Now 69, Blackwell has spent nearly five decades caring for the manicured Capitol grounds. He’s an unseen hand pruning, weeding, planting, shoveling and sprucing up the picturesque spot for its visitors.
On Friday, it was Blackwell’s turn to be admired. He received the Unsung Heroes Award from the L. Douglas Wilder School of Government and Public Affairs at Virginia Commonwealth University.
“When I first started working for the state back in 1963 I had no idea that after almost 50 years I would still be here,” Blackwell said in accepting the award. “What started as a wage position, it turned into my life career.”
Blackwell started at $1.25 an hour when Gov. Albertis Sydney Harrison Jr. was the state’s chief executive, a time when grass sprouts between the bricks were removed by hand and tool.
“I used to edge all this grass with hand clippers, little small hand clippers,” he said in an interview this week as he looked over the sweeping lawn on Capitol Square.
The number of buildings and acres of land to maintain have thinned, as has the size of the crew doing the work.

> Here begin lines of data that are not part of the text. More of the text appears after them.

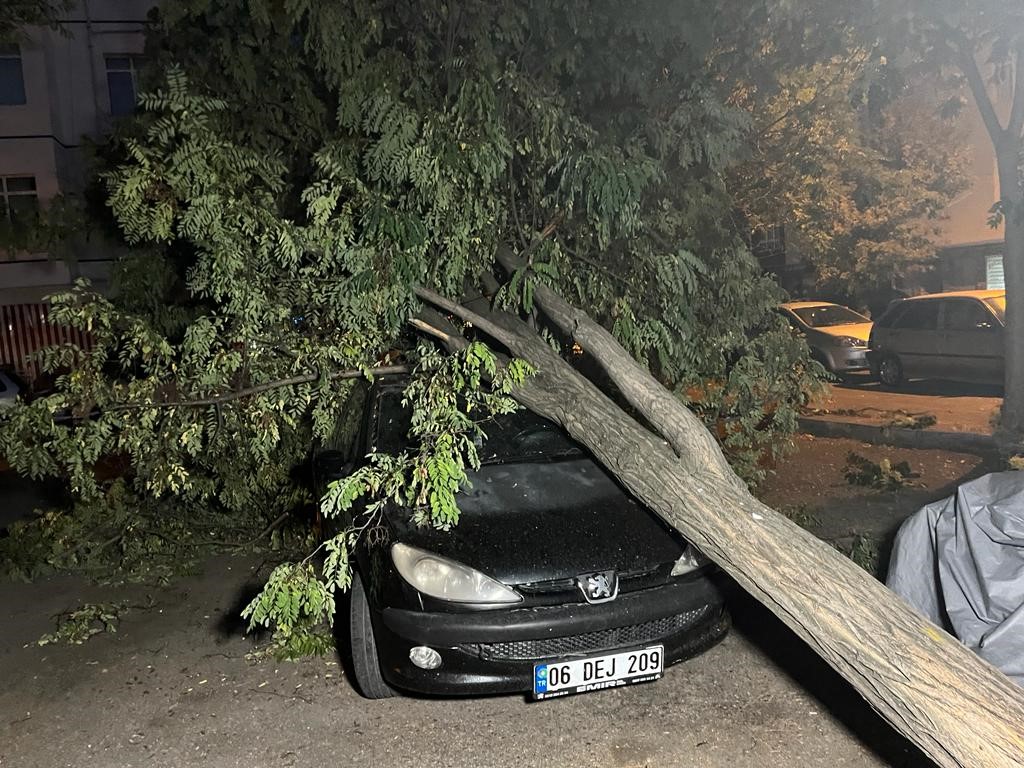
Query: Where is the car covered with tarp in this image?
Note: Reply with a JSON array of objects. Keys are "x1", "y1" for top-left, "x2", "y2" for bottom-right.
[{"x1": 887, "y1": 472, "x2": 1024, "y2": 685}]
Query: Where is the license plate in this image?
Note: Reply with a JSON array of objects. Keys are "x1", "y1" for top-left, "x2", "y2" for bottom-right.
[{"x1": 534, "y1": 645, "x2": 665, "y2": 698}]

But Blackwell’s stature on the job has grown and he’s now grounds supervisor for the Capitol, tending also to the Executive Mansion grounds.
The Lawrenceville native, who now lives in Richmond with his wife, Isabelle, can say which flowers are in the beds and which bulbs are under those.

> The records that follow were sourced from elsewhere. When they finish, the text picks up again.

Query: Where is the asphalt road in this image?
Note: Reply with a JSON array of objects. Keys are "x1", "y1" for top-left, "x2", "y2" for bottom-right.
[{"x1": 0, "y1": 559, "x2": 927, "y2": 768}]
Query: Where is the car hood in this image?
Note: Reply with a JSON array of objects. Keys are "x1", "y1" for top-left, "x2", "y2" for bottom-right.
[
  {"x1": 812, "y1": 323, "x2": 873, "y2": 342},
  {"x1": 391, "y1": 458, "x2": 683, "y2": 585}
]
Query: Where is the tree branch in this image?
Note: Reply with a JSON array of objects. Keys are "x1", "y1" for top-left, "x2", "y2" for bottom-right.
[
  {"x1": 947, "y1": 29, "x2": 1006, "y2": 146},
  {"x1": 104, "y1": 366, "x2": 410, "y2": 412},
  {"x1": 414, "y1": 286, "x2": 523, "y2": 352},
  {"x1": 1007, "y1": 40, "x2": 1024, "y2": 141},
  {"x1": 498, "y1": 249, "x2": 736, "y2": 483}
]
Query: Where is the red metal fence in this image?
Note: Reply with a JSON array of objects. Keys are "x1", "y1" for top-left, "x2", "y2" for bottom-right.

“I’m not certain how many leaves I have raked, how many snows I have shoveled, how many blades of grass I have cut, but I have enjoyed every one of them,” he said Friday.
He arrives to work at 7 a.m. though his shift doesn’t start for 45 minutes and he has been known to finish landscaping on his own time.
And on top of it all, he’s described as a heck of a nice guy.
“When it snows and nobody in Richmond can get anywhere, he gets here and helps get the snow moved. He could be counted on any time of the day or night,” said Tony Griffin, deputy chief of maintenance and operations for the Department of General Services.
“He is dependable as the sun coming up every morning.”